What is special about Beethoven’s Fifth Symphony?

Beethoven’s Fifth Symphony is unique and remarkable. Ever since its birth audiences are keen to solve the mystery, find the answer, point a finger to a meaning. Not possible! What is special about it? Everything! Let us look at some of the most important aspects that make this work so outstanding!

1. Drama
Beethoven put to paper his first ideas about a new symphony in 1803-1804, right after the Eroica Symphony. The Fifth is a different composition, but both share the same energy and something important: drama! This drama starts in the first movement (in fact right at the first notes!), dark and tense in C minor, ends in joyous triumph, in C major. This transition from dark to light knits the symphony together as the main concept.

2. Cathedral from a small rock
Beethoven uses the most simple thing possible, that is still comprehensible for the human ears, a four-note primal rhythm and builds a complete symphony out of it. This is not a theme, but a motif. Moreover, this little four-note rhythmic motif, instead of hiding and working in the background, now becomes the foreground and the essence of the music. The first three notes mimics forward movement, the fourth prolonged note stops this and brings in the feeling of doom.

 

This intensity and concentration of emotion in a musical piece was never done before!

3. Four-notes motif with a life of its own
The opening notes in Beethoven’s Fifth became the Fate-motif (like fate knocking on the door; in Beethoven’s case his hearing loss) and the whole Symphony later received the name, Fate Symphony. Whether it was a name given by Beethoven or Anton Schindler is another matter!

|Related: What is Beethoven’s Fifth Symphony called? 

The Symphony of Fate and these notes grabbed the imagination of audiences and musicians ever since. The usual interpretation is that this symphony stands for the struggle of personal freedom, maybe against the inevitable fate or oppression of a tyranny. In Word War II the Fate-motif (and the letter V, as victory) became the worldwide representation of the Allied war efforts.
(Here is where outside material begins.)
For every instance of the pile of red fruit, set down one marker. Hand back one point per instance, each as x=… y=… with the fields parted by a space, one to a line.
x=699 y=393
It is universally accepted that the opening of Beethoven’s Fifth Symphony is the most famous beginning in all of classical music!

first four notes Beethoven Fifth Symphony

4. Opening the door on Romanticism
In the early 1800s Beethoven began to feel the desire to leave the Viennese Classical tradition behind and start his new path. His first breakthrough composition in this new era was his Third Symphony, the Eroica. With the Fifth, he affirmed his dedication to this new path.

The Fifth Symphony is romantic in emotions, but at the same time still a classical composition. In fact, it is a landmark music, as it combines the formal perfection of the Classical era, with the emotional urgency of the Romantic.

5. Innovation in music
In order to bring to life this dramatic and contrasting musical idea, Beethoven needed more resources in the orchestra. In its last movement, it was the first major orchestral composition to use trombone, the high-pitched piccolo and the low-pitched contrabassoon. This gives the orchestra a wider range compared to classical compositions, expanding the musical dynamics and heightening the drama.

6. The transition from the third to the fourth movement
Beethoven wrote his composition without a stop between the third and fourth movements. Listeners will hear a thundering timpani part that leads us not only to the final movement, but also to a different tonality, into a hopeful C major. This is considered to be one of Classical music’s great transitions.

+1 Interstellar Fifth
NASA had launched space probes into interstellar space in 1977. Voyager 1 and Voyager 2, both carry a golden record, a 12-inch (30 cm) phonograph, that contains selected sounds and images from planet Earth. Among the sounds we (or rather hopefully aliens will) find the first movement of Beethoven’s Fifth Symphony. The Voyagers are still traveling deep space, even today.